Thromboelastographic characterization of the activated clotting system in children with sickle cell trait or sickle cell disease.

BACKGROUND

Recent epidemiological evidence suggests sickle cell disease (SCD) and sickle cell trait (SCT) is a risk factor for venous thromboembolism. The increased in-vivo markers of thrombin generation support the notion that such patients are in a chronic hypercoagulable state.

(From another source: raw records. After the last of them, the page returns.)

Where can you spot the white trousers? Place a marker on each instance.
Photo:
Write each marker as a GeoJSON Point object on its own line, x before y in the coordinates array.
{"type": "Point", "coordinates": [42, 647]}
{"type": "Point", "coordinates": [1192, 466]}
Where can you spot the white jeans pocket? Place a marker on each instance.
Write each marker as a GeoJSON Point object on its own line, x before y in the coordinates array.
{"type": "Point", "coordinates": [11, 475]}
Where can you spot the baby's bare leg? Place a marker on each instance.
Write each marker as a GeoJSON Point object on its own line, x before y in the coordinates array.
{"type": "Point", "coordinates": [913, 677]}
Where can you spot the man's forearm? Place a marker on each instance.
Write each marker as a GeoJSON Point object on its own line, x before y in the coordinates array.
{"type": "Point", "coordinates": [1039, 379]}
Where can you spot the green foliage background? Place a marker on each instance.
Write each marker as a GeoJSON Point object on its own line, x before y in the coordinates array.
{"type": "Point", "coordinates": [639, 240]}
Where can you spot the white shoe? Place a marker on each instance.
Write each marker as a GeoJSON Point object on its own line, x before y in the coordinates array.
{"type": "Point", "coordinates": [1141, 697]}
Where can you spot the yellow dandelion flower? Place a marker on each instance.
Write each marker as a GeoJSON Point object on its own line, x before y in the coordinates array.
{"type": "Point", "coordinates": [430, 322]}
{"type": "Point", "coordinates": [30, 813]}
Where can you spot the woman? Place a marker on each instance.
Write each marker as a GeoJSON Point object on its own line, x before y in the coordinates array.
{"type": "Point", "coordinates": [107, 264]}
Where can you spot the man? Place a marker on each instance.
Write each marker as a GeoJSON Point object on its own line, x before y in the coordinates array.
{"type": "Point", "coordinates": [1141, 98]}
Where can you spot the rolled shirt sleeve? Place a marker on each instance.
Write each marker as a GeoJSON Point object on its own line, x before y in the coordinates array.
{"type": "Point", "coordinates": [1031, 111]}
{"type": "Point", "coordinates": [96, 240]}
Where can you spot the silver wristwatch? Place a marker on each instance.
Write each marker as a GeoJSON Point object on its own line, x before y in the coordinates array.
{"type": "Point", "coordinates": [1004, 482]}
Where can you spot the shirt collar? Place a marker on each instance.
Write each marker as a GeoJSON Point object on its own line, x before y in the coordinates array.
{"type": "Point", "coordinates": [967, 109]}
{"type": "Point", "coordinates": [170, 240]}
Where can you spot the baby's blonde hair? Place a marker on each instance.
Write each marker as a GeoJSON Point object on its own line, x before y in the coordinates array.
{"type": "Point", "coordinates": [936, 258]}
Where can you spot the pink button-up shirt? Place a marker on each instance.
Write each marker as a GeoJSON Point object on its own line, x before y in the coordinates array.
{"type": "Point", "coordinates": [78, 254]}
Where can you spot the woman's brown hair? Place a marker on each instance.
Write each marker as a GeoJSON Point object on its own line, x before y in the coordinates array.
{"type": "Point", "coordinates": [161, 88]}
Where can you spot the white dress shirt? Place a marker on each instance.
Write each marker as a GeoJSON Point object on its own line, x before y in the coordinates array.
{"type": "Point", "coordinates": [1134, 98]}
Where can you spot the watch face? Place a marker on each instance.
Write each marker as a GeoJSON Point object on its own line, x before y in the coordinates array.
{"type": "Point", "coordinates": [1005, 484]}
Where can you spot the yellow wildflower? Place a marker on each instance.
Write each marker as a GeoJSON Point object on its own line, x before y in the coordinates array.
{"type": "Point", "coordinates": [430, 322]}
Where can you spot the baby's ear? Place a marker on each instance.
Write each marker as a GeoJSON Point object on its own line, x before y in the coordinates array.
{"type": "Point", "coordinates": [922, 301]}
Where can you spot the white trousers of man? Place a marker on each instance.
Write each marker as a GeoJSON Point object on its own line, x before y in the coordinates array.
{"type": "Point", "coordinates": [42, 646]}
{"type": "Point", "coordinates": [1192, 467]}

In an attempt to better understand the underlying mechanism, global hemostatic assays including thrombin generation assay (TGA) and thromboelastography (TEG) have been utilized by several groups, but thus far, have shown inconsistent results either due to small sample size or technical differences.

OBJECTIVES

Global hemostatic characterization of children with SCD or SCT by using TGA and modified TEG methods.

MATERIALS AND METHODS

In this pilot study, we obtained TGA, TEG and other hemostatic data on specimens from 13 patients with SCD, 14 with SCT and 12 race-matched healthy controls (NC).

RESULTS

R time and K time with modified TEG methods were significantly shorter in SCD when compared to SCT and NC. Alpha and MA did not show any significant differences between the groups. There was no difference seen between SCT and NC. TGA profiles did not show any difference between the three groups. As expected the in-vivo markers of thrombin generation and activation of fibrinolysis including D dimer and thrombin-antithrombin complexes were significantly higher in SCD subjects as compared to SCT and NC.

CONCLUSION

The modified TEG methods are able to detect the activated coagulation system for the SCD population but a larger and more homogenous SCT cohort needs to be studied for more conclusive results.